México20: Entrevistamos a Nadia Vilafuerte

México20: Entrevistamos a Nadia Vilafuerte

¿Qué te llevó a escribir?
Mi padre siempre contaba historias (llenas de onomatopeyas, por cierto): parecía que no le bastaba la realidad. Mi madre, histéricamente, mentía: como si la realidad tampoco le fuera suficiente. Rodeada de seres con una necesidad neurótica de fantasear, aprendí a ver “literariamente” y no “literalmente” mi entorno. Aquel entorno estaba lleno de relatos poéticos pero también crueles, devastadores, que primero ejercieron una fascinación absoluta en mis sentidos, pero después me obligaron a huir. Escribir fue, desde el principio, huir. Huir para tratar de entender las emociones confusas, para salvar lo aborrecido y amado, para desmontar las junturas de un mundo impuesto, para arrastrar lo imaginado y lo real a la órbita del lenguaje.

¿Cuál es (si la tienes) tu dinámica de trabajo a la hora de escribir una novela?
Cuando surgió “Por el lado salvaje” había una idea muy clara: narrar, a través de distintas voces, la historia de una mujer en permanente fuga. Tenía la idea pero no el método: no tener un método fue el verdadero inicio. Una novela donde distintas voces distorsionan el corazón del relato, exigía su cuota de incertidumbre, entonces me dejé llevar por la falta de rumbo (tal vez por eso la novela fracasa). Lo mismo ha ocurrido después: aunque hay un registro del proceso creativo en mis libretas (muchas notas), me gusta que impere el azar, el trayecto errático, la escritura impura, es decir, interrumpida por otros medios como la música, el cine, o mis búsquedas en la calle.

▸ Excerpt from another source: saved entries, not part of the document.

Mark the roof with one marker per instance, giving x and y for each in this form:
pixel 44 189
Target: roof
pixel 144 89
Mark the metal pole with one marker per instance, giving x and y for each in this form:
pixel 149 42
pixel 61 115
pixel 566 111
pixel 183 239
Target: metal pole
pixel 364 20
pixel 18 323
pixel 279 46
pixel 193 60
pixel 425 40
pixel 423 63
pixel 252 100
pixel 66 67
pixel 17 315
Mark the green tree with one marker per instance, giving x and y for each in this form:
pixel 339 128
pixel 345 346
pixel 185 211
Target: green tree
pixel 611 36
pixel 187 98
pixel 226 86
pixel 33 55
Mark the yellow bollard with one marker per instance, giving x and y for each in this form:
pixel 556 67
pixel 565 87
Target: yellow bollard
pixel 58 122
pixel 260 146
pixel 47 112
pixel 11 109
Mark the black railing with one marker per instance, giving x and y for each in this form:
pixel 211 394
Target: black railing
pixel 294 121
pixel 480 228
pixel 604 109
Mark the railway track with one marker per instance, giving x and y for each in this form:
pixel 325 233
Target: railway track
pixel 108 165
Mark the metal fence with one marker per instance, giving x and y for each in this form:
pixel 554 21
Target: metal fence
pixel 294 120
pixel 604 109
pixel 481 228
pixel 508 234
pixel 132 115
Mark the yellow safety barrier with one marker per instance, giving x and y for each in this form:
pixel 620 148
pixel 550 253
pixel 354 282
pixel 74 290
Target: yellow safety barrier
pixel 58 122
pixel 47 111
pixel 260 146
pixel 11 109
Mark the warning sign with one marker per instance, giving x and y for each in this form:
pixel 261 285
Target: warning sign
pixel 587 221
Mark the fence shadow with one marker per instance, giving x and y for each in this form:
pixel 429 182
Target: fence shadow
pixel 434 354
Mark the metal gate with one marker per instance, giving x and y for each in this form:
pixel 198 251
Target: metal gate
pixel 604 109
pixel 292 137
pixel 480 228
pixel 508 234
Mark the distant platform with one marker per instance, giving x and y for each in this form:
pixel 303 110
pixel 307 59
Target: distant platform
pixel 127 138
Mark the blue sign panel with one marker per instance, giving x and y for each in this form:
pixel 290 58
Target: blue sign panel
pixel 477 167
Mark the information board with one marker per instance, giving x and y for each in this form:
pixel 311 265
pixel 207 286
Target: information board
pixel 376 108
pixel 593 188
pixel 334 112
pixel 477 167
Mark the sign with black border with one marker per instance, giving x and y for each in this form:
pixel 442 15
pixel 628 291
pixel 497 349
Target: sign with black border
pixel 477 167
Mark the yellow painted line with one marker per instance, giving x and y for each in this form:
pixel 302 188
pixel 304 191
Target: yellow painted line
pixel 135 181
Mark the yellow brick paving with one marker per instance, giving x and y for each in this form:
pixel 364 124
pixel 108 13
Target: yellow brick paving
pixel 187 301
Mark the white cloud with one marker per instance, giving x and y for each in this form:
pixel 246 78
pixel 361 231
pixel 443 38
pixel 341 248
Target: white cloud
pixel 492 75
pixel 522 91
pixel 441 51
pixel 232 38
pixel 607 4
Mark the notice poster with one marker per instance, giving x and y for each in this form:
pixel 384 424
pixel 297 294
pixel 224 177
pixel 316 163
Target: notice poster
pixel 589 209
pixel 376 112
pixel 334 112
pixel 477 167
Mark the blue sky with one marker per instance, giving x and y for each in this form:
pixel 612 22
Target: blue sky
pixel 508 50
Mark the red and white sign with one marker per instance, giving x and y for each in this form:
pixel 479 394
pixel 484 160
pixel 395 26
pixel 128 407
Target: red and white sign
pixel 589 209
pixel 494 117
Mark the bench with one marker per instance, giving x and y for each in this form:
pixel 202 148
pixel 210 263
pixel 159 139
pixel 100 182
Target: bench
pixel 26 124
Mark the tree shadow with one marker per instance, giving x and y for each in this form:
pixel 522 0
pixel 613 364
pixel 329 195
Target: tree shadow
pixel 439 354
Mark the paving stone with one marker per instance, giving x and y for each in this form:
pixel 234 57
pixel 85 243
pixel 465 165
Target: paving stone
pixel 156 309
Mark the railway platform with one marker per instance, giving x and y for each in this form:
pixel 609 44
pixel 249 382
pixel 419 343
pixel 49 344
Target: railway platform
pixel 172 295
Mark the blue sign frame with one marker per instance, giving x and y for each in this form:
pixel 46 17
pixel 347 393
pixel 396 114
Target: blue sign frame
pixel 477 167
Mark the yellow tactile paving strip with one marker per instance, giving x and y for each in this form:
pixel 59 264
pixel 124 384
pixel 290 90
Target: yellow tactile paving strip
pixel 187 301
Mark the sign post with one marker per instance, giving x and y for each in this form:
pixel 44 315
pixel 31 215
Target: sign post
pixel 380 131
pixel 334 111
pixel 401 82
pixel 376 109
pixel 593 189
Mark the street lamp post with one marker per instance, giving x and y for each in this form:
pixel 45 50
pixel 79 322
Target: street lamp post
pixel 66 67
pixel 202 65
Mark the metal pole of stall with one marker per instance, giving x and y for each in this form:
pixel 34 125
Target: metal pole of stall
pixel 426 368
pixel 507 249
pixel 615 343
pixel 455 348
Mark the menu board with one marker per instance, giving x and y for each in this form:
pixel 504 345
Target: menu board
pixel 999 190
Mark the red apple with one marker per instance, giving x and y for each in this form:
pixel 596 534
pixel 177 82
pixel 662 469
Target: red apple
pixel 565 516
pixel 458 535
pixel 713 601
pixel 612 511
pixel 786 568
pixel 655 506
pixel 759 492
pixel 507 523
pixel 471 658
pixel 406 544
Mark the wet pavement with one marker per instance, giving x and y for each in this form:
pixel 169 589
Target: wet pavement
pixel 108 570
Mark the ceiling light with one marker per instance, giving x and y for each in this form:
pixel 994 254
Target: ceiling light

¿Cuáles son tus referentes literarios?
Diría que el referente literario más importante es haber nacido en Chiapas, porque Chiapas me dio el conocimiento de la carencia y se convirtió a la postre en un paisaje extraterritorial, ya que ahí se traslaparon las memorias reales e históricas con las de la ficción (cuando aprendí a descifrar aquel paisaje a través de los libros). Por eso me identifico con algunos autores cuya escritura emerge del territorio geográfico que los marcó emocionalmente: pienso sobre todo en William Faulkner, en Tennessee Williams, en Carson McCullers y Flannery O’Connor.

¿Qué estás leyendo ahora mismo?
Leo ahora “The Weary Blues”, de Langston Hughes (para mis recorridos en el transporte público), y las novelas cortas del escritor argentino Copi (“El baile de las locas”, “Las viejas travestis” y “Virginia Woolf ataca de nuevo”).

Más información sobre el proyecto en: www.hayfestival.com/mexico20

 

ENGLISH
What led you to write?
My father always told me stories (full of onomatopoeia, by the way): it seemed that reality was not enough for him. My mother lied hysterically: as if reality was not enough for her either. I was surrounded by human beings with a neurotic need to fantasize, so I learned to see my environment in a “literary” way, rather than a “literal” one. That environment was full of poetic stories but also cruel and devastating ones, that first exercised an absolute fascination on my senses, but later forced me to flee. Writing was, from the start, a way to run away. Fleeing to try to understand the confusing emotions, to save hated and loved things, to unfasten the seams of an imposed world, to draw the imagined and the real into the orbit of language.

What is (if you have one) your working method when writing a novel?
When Por el lado salvaje came, I had a very clear idea: to narrate, through different voices, the story of a woman in a state of permanent escape. I had the idea but not the method: not having a method was the real beginning. A novel where different voices distort the heart of the story, demanded a fee of uncertainty, so I went with the aimlessness (maybe that’s why the novel fails). The same happened later: although there is a record of the creative process in my books (many notes), I like the random to prevail, the erratic path, impure writing, that is, to be interrupted by things such as music, film, or my wanderings in the streets.

What are your literary influences?
I would say the most important literary reference is being born in Chiapas, because Chiapas gave me a knowledge of scarcity and ultimately became an offshore landscape, since it is where actual memories and historical fiction overlapped (when I learned to decipher that landscape through books). That is why I identify with some authors whose writing emerges from the geographical territory that marked them emotionally: I am thinking especially of William Faulkner, Tennessee Williams, Carson McCullers and Flannery O’Connor.

What are you reading right now?
Right now I am reading The Weary Blues by Langston Hughes (during my travels on public transport), and the short novels by the Argentinean writer Copi (El baile de las locas, Las viejas travetis and Virginia Woolf ataca de nuevo).